Obviously, the Fallout universe is a game universe and as such, concerns about ease of use trump concerns about realism. A Fallout where trade was done chiefly through barter would have been a pain in the neck for players, even as it would have been more realistic. In fact, barter is an important part of trading in the original Fallout and in Fallout 2, and I’ve previously ranted about how user-unfriendly that is.
Mon | 21.03.11
Gold does not actually have any value for itself either though. The Japanese “koku”, a currency based on rice during the Edo period, makes much more sense at first look, as it was tied with the amount of land you own, but the economy was extremely unstable because of natural disasters or droughts.
I think bottlecaps could work although AFTER it has been “established” as some form of currency. A trader wants to make as much profit as possible, he needs a stable economy and currency. Sure, he could decide to switch from caps, but that would be a big risk that could completely end his business.
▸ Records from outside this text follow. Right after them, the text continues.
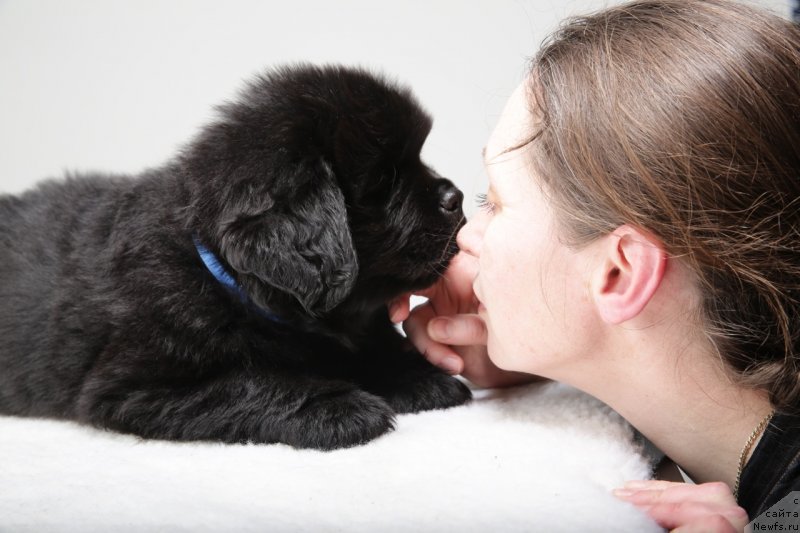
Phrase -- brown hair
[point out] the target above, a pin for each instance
(682, 118)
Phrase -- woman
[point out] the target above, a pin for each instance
(639, 241)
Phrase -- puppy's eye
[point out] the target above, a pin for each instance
(483, 202)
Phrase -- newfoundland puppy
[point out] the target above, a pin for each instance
(238, 293)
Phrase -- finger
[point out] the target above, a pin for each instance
(670, 492)
(458, 330)
(673, 515)
(437, 353)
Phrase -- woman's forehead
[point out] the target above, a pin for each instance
(514, 126)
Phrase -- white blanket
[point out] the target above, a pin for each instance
(537, 458)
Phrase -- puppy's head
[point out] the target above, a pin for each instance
(311, 189)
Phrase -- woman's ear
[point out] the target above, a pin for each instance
(629, 272)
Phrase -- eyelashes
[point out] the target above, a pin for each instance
(483, 203)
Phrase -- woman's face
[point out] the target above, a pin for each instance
(533, 289)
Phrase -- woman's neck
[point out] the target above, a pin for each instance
(681, 399)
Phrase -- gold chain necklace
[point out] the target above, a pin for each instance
(746, 450)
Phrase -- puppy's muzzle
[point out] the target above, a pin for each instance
(450, 198)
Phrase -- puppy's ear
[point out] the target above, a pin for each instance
(301, 244)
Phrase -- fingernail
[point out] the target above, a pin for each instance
(451, 365)
(440, 328)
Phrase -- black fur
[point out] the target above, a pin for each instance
(310, 190)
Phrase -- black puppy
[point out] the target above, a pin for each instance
(239, 292)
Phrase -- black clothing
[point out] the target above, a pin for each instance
(774, 468)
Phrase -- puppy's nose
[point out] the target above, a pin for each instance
(450, 197)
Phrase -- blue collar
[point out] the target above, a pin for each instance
(214, 266)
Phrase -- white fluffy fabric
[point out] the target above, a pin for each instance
(543, 457)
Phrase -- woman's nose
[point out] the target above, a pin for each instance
(470, 237)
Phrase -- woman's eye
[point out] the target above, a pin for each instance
(483, 202)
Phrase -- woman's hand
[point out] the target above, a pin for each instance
(685, 507)
(448, 332)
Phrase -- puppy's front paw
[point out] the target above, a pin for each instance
(424, 390)
(340, 420)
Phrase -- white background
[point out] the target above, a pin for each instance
(120, 85)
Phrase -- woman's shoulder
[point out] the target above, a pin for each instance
(773, 471)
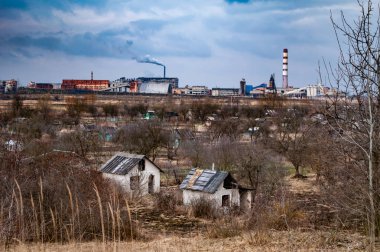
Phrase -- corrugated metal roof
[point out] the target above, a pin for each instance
(121, 163)
(203, 180)
(154, 88)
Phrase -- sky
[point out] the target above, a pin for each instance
(214, 42)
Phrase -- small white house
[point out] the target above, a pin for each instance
(136, 174)
(217, 186)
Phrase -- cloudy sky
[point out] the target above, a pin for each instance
(202, 42)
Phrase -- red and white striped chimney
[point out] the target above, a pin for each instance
(285, 69)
The question how bottlecaps became currency is the real problem though… gold became valuable because it shines nicely, but caps?
Thu | 24.03.11
I think you may be a little too stringent on your requirements for an Authority for fiat money. Government or religion are easy authority figures, but there is also the authority of community consensus. Conformity can be a force of great pressure, especially in the world of Fallout, where survival is not a given, especially on your own.
It’s probably similar to people ascribing value to baseball jerseys signed by Babe Ruth, Star Trek memorabilia, antiques, etc.
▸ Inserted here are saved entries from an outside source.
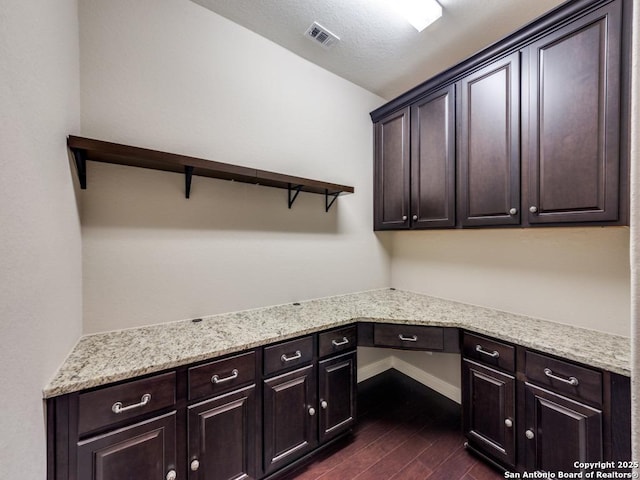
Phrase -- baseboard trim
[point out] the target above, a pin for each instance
(444, 388)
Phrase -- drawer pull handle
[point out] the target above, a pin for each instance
(296, 356)
(494, 354)
(344, 341)
(118, 408)
(216, 379)
(573, 381)
(412, 338)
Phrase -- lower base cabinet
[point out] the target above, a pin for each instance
(337, 395)
(559, 432)
(289, 421)
(145, 450)
(531, 412)
(222, 437)
(490, 411)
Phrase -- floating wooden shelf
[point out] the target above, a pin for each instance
(87, 149)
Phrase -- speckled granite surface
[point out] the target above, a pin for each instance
(112, 356)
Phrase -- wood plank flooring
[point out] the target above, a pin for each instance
(405, 431)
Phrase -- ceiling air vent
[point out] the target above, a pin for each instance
(321, 35)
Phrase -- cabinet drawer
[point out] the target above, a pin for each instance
(111, 405)
(221, 376)
(337, 341)
(408, 336)
(489, 351)
(289, 354)
(564, 377)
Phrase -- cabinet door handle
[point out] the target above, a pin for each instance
(412, 338)
(295, 356)
(573, 381)
(118, 408)
(344, 341)
(216, 379)
(494, 354)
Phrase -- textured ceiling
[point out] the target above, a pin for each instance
(379, 50)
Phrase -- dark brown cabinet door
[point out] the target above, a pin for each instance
(222, 433)
(573, 121)
(337, 395)
(489, 419)
(489, 145)
(433, 160)
(144, 451)
(559, 432)
(290, 419)
(391, 172)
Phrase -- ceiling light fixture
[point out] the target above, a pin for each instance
(419, 13)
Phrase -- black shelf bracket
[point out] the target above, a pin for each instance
(188, 174)
(327, 203)
(81, 165)
(293, 188)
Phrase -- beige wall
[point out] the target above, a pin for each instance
(41, 292)
(635, 235)
(578, 276)
(174, 76)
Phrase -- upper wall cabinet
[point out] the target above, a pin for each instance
(433, 158)
(531, 131)
(391, 207)
(572, 117)
(415, 165)
(489, 145)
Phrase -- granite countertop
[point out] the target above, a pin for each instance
(108, 357)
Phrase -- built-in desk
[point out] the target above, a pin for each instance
(314, 344)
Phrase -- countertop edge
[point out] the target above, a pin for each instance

True, not everyone values the same things in our world, so actually establishing the consensus over bottlecaps could be a little tricky/hard/insurmountable.
Yet, when we live in a world where some people treat giant inconvenient stone disks as money, (see ‘Rai stones’), I’m ready to give Fallout’s creators a lot of leeway.
Thu | 24.03.11
http://fallout.wikia.com/wiki/User_blog:Ausir/J.E._Saywer_post_roundup
Couple posts from JE Sawyer about this down the page.
I think you might have seen these?
NCR dollars are the fiat currency and caps are meant to be backed by water and controlled by the Hub, the big merchant town which hasn’t actually been seen since the first game. I think they’re meant to pretty much control all trade in post-nuclear California by the time of New Vegas. The devs tried to rationalize that caravans from the West brought caps into Nevada, just as the NCR brought their currency and the Legion brought their coins. You wind up with a region where a mostly intact pre-war city run by Mr. House and his super robots was apparently operating without a currency of any kind before these interlopers showed up. I always thought it would have made more sense to have everyone trading in for a strip-controlled currency like, you know, poker chips.
I think concerns such as these were generally too minor to spend much time on, given the scale of New Vegas and the short time they had to develop it.